Andrew: thanks for the offer. I'm not sure what can be done. I usually work on impulse, and have a habit of leaving alot of things unfinished.
Posted 3:06 a.m.,
August 21, 2003
(#8) -
FJM
I'll give it a try. I wouldn't expect too much, though. The wide variation in number of games played will make the observed standard deviation questionable, unless the selection criterion is set awfully high. And if I do that, I won't have enough observations to work with. Is there any way to get annual Team UZR's? I'm also unclear how UZR Runs/162 translates to UZR percentage.
Posted 7:49 a.m.,
August 21, 2003
(#9) -
Tangotiger(e-mail)
I can send you the annual Team UZRs. Send me an email.

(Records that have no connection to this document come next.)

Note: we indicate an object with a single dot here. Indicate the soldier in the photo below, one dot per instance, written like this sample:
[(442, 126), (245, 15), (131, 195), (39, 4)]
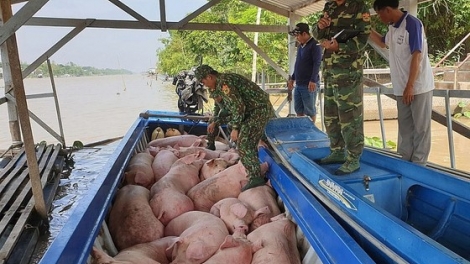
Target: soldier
[(343, 32), (250, 111), (221, 116)]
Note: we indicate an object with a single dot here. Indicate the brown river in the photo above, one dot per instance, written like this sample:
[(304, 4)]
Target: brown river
[(103, 107)]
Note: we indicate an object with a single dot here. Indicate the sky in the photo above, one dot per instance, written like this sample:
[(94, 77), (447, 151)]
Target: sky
[(134, 50)]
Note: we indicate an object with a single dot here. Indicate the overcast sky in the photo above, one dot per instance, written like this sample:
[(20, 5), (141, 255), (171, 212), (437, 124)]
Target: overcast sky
[(134, 50)]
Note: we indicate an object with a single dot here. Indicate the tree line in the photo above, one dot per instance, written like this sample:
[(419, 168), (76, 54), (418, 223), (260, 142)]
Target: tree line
[(72, 69), (445, 21)]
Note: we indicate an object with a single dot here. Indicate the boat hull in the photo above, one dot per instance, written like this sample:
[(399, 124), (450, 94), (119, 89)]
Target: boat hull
[(400, 211)]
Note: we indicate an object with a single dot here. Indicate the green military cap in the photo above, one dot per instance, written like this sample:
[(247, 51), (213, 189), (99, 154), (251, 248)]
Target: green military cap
[(202, 71)]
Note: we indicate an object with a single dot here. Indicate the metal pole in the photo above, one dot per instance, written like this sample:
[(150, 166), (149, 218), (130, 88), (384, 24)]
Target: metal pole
[(18, 88), (56, 100), (450, 134)]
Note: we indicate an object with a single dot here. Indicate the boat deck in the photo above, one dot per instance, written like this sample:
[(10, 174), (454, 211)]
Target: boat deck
[(19, 224)]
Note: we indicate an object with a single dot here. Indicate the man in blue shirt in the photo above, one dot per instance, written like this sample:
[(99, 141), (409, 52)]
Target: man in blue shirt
[(305, 75), (412, 78)]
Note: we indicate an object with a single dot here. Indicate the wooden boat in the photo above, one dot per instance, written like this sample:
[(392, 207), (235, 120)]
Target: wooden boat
[(399, 212), (320, 236)]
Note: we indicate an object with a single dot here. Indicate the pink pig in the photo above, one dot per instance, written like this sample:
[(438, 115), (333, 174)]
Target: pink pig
[(212, 167), (183, 174), (236, 214), (200, 235), (276, 242), (163, 161), (131, 220), (146, 253), (183, 140), (170, 203), (235, 249), (224, 184), (261, 197), (139, 171)]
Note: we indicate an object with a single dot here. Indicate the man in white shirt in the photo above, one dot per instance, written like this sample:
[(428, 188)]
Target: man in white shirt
[(412, 78)]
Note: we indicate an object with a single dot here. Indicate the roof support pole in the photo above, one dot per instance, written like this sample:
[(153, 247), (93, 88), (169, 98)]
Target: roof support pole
[(292, 51), (14, 123), (22, 106)]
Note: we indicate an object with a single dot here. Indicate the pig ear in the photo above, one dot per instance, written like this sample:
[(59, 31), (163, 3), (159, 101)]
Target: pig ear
[(201, 154), (261, 211), (215, 209), (101, 256), (173, 247), (196, 251), (257, 245), (239, 210), (278, 217), (229, 242)]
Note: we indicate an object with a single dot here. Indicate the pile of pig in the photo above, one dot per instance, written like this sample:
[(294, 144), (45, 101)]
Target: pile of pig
[(182, 203)]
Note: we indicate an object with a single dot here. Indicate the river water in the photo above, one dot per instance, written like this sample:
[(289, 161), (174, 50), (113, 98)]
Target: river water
[(103, 107)]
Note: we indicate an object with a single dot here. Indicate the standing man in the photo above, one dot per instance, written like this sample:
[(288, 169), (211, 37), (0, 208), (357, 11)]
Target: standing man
[(412, 78), (250, 110), (342, 69), (221, 116), (306, 77)]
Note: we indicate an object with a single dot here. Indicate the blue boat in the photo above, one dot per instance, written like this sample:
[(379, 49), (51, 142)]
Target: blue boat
[(321, 235), (399, 212)]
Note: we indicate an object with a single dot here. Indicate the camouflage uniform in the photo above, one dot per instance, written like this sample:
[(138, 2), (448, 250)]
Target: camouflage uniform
[(342, 70), (250, 110), (221, 116)]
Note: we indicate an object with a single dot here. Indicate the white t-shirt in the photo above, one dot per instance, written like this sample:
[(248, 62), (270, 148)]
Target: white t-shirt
[(404, 38)]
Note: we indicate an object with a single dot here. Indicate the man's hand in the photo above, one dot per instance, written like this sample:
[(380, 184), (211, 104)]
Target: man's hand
[(324, 22), (211, 127), (290, 84), (312, 86), (331, 45), (234, 135)]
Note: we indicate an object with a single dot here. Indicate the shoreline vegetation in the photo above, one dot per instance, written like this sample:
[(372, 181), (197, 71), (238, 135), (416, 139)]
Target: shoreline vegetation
[(71, 69)]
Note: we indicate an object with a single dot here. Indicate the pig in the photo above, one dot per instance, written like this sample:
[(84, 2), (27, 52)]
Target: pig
[(183, 140), (199, 236), (236, 249), (260, 197), (171, 132), (212, 167), (236, 214), (163, 161), (184, 151), (276, 242), (131, 220), (231, 156), (139, 171), (146, 253), (183, 174), (224, 184), (170, 203), (157, 133)]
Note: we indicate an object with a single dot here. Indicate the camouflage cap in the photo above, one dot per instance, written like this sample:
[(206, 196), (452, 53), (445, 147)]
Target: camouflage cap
[(202, 71)]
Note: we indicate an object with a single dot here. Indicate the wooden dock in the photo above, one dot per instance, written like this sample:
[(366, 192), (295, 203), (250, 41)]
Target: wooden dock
[(20, 226)]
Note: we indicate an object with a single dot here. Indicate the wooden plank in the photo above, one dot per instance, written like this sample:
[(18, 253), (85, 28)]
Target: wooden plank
[(10, 165), (46, 163), (12, 175), (13, 188)]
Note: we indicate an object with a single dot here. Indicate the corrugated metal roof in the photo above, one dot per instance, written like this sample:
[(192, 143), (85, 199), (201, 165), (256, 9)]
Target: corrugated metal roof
[(308, 7), (298, 7)]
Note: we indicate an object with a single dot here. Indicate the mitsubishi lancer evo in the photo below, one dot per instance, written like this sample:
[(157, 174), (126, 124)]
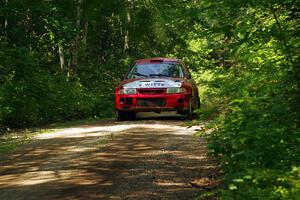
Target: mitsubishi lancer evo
[(156, 85)]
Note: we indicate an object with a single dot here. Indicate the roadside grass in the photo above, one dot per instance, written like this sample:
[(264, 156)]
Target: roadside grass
[(11, 140)]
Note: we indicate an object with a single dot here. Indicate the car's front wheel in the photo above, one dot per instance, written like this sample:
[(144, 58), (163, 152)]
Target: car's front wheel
[(125, 115)]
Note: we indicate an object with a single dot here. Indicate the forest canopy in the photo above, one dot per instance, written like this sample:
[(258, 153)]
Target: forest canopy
[(60, 60)]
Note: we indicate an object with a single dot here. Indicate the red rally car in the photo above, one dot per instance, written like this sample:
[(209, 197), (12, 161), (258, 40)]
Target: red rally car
[(157, 84)]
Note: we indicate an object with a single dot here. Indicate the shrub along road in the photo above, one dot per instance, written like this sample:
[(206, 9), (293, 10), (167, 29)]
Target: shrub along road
[(143, 159)]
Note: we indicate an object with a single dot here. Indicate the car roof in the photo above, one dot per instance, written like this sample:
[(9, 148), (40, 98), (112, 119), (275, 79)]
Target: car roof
[(156, 59)]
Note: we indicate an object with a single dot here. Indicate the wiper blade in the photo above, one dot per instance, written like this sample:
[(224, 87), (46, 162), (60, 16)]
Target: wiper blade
[(138, 74), (160, 75)]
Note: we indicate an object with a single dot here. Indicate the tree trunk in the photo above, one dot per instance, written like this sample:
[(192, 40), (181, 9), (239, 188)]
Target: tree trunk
[(85, 32), (75, 44), (61, 59)]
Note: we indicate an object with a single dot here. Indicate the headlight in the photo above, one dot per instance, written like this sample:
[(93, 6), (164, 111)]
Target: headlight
[(175, 90), (127, 91)]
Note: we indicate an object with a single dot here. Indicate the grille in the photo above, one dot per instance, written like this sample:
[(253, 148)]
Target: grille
[(150, 102), (153, 92)]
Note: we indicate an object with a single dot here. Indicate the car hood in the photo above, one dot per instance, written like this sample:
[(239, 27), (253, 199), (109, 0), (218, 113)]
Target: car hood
[(153, 83)]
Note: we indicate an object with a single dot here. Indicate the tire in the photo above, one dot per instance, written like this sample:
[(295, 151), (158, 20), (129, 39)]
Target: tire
[(189, 112), (121, 116), (125, 115)]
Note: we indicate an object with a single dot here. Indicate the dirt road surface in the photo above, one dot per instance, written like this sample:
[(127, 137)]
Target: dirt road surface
[(145, 159)]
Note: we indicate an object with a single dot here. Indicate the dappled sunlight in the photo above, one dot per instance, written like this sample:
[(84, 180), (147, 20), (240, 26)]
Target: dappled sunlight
[(137, 160)]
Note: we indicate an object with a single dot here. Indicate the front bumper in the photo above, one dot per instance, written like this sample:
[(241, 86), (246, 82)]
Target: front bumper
[(152, 102)]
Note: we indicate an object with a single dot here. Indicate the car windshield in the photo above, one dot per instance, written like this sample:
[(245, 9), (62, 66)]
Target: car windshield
[(164, 69)]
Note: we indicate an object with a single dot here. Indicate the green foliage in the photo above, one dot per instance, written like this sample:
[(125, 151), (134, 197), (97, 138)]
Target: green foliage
[(60, 60), (251, 56)]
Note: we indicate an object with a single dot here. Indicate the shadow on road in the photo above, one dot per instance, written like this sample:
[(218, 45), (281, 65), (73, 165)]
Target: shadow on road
[(141, 161)]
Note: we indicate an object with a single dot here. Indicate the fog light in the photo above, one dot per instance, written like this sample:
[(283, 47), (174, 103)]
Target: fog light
[(180, 100), (122, 100)]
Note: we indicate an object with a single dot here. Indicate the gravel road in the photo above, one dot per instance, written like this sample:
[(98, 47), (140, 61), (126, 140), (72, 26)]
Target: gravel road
[(152, 158)]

To translate runs into a rate stat, you divide by the number of plays per year at that position. For example, I think I set 1B at 2x162 and 3B at 4x162.
(Actually, I kind fudge a little: if a SS makes 3 of the 21 outs on BIP, and there were 28 BIP, I give him 4 "plays". It kinda keeps things in line, since each BIP doesn't belong to any one fielder.)
Posted 10:43 a.m.,
August 21, 2003
(#10) -
studes
(homepage)
Tango, thanks for the summary. I'm looking forward to the summarized summary, too. I definitely can't keep up with the mathematics, though this summary helped me a lot.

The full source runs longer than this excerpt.